Thursday, June 23, 2016

MEASURING THE HEIGHT OF LIFE’S “GIANTS”



            Anyone seeking to do an autobiographical sketch of one’s life cannot help but discover the convenience of breaking the passage of time down into bite-size chunks – or “chapters.” In doing this it may come as a surprise to find that some of those significant course changes worthy of a time mark may not become historically visible until a certain number of years have flown by. Our perspectives change with the passage of time and the maturing of our outlook and sense of self-awareness; just one of many reasons why I believe any meaningful personal history is a continuous project and is never really “almost done.”
            In 1953 for instance, there was an extraordinary confluence of events in my life – perhaps more life-changing than I was even capable of comprehending at the time but which are emotionally exhausting even to think about now, so many years after. A year in a combat zone where gunfire, death and dying had been seen, and smelled, and heard and felt, and where young men died every day; where I lived in a canvas tent with ten other men (most of us still “boys” in our teens) had just suddenly come to an end. I was alive but I was somehow different.

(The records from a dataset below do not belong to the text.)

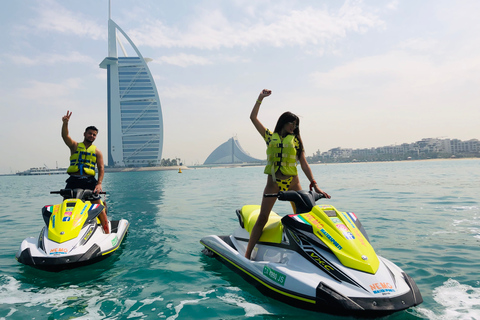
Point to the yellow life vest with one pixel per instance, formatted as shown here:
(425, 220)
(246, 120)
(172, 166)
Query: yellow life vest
(281, 154)
(83, 160)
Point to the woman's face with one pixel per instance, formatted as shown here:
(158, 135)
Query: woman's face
(290, 127)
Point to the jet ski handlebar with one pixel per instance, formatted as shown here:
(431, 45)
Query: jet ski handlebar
(303, 199)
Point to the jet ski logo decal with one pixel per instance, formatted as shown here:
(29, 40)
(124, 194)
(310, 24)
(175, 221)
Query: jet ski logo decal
(59, 251)
(381, 287)
(348, 235)
(332, 240)
(322, 263)
(276, 276)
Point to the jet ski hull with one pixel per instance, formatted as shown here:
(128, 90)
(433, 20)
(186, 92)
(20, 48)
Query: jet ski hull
(286, 275)
(45, 254)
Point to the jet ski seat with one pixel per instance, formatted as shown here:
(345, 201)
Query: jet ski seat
(273, 230)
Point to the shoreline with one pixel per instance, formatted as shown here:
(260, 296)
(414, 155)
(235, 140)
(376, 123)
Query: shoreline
(242, 165)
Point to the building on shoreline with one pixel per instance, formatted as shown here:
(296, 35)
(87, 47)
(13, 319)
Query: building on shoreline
(426, 148)
(230, 152)
(135, 124)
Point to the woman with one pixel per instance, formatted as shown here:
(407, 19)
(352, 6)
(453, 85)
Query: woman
(284, 149)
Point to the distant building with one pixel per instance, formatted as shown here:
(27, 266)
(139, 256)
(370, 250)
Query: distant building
(423, 149)
(135, 124)
(230, 152)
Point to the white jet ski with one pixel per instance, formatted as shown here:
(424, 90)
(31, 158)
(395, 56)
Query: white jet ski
(72, 235)
(318, 258)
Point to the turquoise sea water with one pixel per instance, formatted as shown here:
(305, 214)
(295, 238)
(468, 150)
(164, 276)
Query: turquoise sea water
(422, 215)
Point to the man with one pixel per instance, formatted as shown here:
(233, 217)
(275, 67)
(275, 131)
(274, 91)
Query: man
(84, 157)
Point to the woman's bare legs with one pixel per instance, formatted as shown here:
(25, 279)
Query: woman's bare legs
(266, 207)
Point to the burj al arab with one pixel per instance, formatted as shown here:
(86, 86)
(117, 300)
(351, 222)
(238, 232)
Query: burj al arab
(135, 124)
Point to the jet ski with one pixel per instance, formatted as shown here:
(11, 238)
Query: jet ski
(317, 258)
(72, 235)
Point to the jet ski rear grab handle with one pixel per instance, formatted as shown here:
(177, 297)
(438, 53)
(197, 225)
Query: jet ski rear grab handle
(74, 193)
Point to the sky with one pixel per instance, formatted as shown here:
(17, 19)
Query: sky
(359, 74)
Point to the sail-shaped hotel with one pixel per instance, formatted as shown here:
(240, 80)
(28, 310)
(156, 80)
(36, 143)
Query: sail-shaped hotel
(135, 124)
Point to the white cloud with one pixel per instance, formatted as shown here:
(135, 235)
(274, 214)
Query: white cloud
(184, 60)
(51, 59)
(48, 92)
(303, 27)
(55, 18)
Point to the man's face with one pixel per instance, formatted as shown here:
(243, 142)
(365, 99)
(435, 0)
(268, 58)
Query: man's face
(90, 135)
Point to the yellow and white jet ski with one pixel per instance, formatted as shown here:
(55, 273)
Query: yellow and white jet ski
(72, 235)
(318, 258)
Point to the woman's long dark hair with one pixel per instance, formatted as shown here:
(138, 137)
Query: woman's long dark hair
(283, 120)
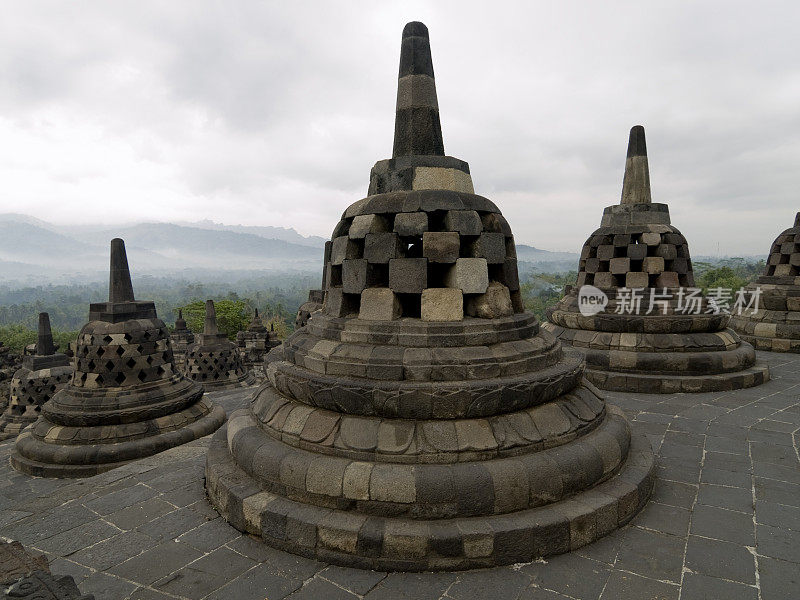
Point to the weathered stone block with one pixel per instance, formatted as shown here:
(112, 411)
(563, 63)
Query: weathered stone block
(379, 304)
(342, 248)
(465, 222)
(653, 264)
(381, 247)
(668, 279)
(411, 224)
(636, 280)
(491, 246)
(442, 304)
(354, 275)
(408, 275)
(441, 246)
(364, 224)
(470, 275)
(494, 303)
(620, 266)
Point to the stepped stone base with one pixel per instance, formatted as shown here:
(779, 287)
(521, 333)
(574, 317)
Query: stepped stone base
(60, 452)
(671, 384)
(372, 540)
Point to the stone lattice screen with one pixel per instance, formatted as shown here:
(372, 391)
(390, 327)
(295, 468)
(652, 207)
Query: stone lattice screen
(383, 256)
(654, 256)
(784, 256)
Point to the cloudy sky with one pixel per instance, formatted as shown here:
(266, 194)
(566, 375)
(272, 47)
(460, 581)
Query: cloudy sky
(272, 113)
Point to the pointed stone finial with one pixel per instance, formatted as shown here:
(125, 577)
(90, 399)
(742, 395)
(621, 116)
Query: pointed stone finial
(636, 183)
(44, 341)
(210, 327)
(120, 288)
(417, 130)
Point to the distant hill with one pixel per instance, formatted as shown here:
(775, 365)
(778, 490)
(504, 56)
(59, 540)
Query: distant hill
(33, 250)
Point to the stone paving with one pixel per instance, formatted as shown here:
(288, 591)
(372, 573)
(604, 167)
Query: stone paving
(723, 524)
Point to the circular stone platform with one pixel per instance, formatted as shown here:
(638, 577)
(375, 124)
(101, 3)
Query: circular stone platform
(422, 420)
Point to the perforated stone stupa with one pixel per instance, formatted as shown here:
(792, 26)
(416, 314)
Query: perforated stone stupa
(422, 420)
(125, 401)
(214, 360)
(775, 325)
(40, 377)
(679, 345)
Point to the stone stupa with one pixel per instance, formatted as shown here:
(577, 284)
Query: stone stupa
(213, 360)
(182, 337)
(775, 325)
(421, 420)
(125, 401)
(681, 345)
(41, 375)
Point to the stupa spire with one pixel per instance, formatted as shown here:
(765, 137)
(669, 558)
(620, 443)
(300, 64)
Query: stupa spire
(636, 183)
(210, 327)
(120, 288)
(44, 341)
(417, 130)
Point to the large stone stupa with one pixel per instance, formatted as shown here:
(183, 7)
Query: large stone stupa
(680, 345)
(42, 374)
(775, 323)
(213, 360)
(421, 420)
(125, 401)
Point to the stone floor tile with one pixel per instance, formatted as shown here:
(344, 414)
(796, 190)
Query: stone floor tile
(778, 579)
(623, 586)
(107, 587)
(488, 585)
(724, 560)
(114, 550)
(413, 586)
(130, 517)
(257, 584)
(723, 524)
(358, 581)
(702, 587)
(223, 562)
(664, 518)
(190, 583)
(318, 588)
(651, 554)
(210, 535)
(571, 575)
(725, 497)
(778, 542)
(156, 563)
(674, 493)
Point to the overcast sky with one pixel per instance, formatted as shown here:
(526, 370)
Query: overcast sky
(272, 113)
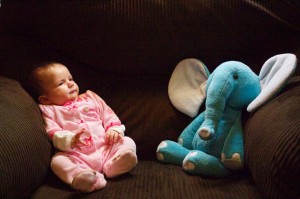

            In 17 hours flying time I was back home in the U.S.A..There were no bugles and marching bands; no thank you’s and well done’s as there had been with our older brothers. The “cool” thing was to shut up and not say anything about the 39,000 dead, 8000 M.I.A. and thousands of guys with missing parts and scarred souls. (We didn’t even talk about it with each other – for about 40 years.)
            Two weeks after getting home I was married and off to a new life in the “peace-time” Air Force, 3,000  miles from home, in a strange civilian world where I didn’t know how to fit in; a young wife, a home to fill, groceries to buy and bills to pay and my first car to fix and keep in gasoline. Even scarier, I was now a senior non-commissioned officer in need of fitting into an established, rather complicated and highly structured military society, living “off-base” in the midst of but not a part of a civilian community; no more familiar barracks life, mess hall dining and fixed routine.
            While checking into my new base on day one, my welcoming experience was to be braced and chewed up one side and down the other for wearing an “illegal” shoulder patch, by the biggest, meanest Master Sergeant I had ever met. His name was Mike Rathsack, and he is the subject of this story.
            My stateside assignment was to the 529th Air Police Section at Paine A.F.B. near Everett, Washington, and the last stop on my list of things to do that day was to sign in at A.P. headquarters. When I reported to my new boss – the Provost Sergeant – there was 6 foot 6 inches tall, square-jawed Master Sergeant Sterling (Mike) Rathsack sitting behind the big desk! I immediately saw my new career assignment going down-hill right there. I knew there was no way I was going to hit it off with this guy after such an illustrious first meeting on the base Main Street an hour earlier. The 5th Air Force patch on my left shoulder weighed 5 pounds and seemed illuminated in neon. I never could have guessed in those moments that this rough-as-a-cob WWII veteran was about to become one of those “giants” that bless our lives at times of special need.
            Within a month, I was called before a promotion board, and found myself assigned as “Operations Sergeant” – essentially “number two” to the Provost Sergeant himself – and a regular companion to a father-like figure who saw something in me I was too immature to appreciate. Off base, the Rathsak family adopted us and soon found us a better living space in a duplex house close to their own in the ferry town of Mukilteo; an old house which we shared with the friendly Coast Guard couple manning the nearby lighthouse. Suddenly, we were part of an expanding “family-away-from-home” and able to concentrate on our new marriage and new life together. Mike taught me how to fish the northwestern lakes for crappie, and the harbor for salmon, and I soon had a new Labrador Retriever to run with his Springer Spaniel (a rather full boat load!)
            Looking across the landscape of a lifetime, I recognize Master Sgt. Mike Rathsak as a Tall Giant!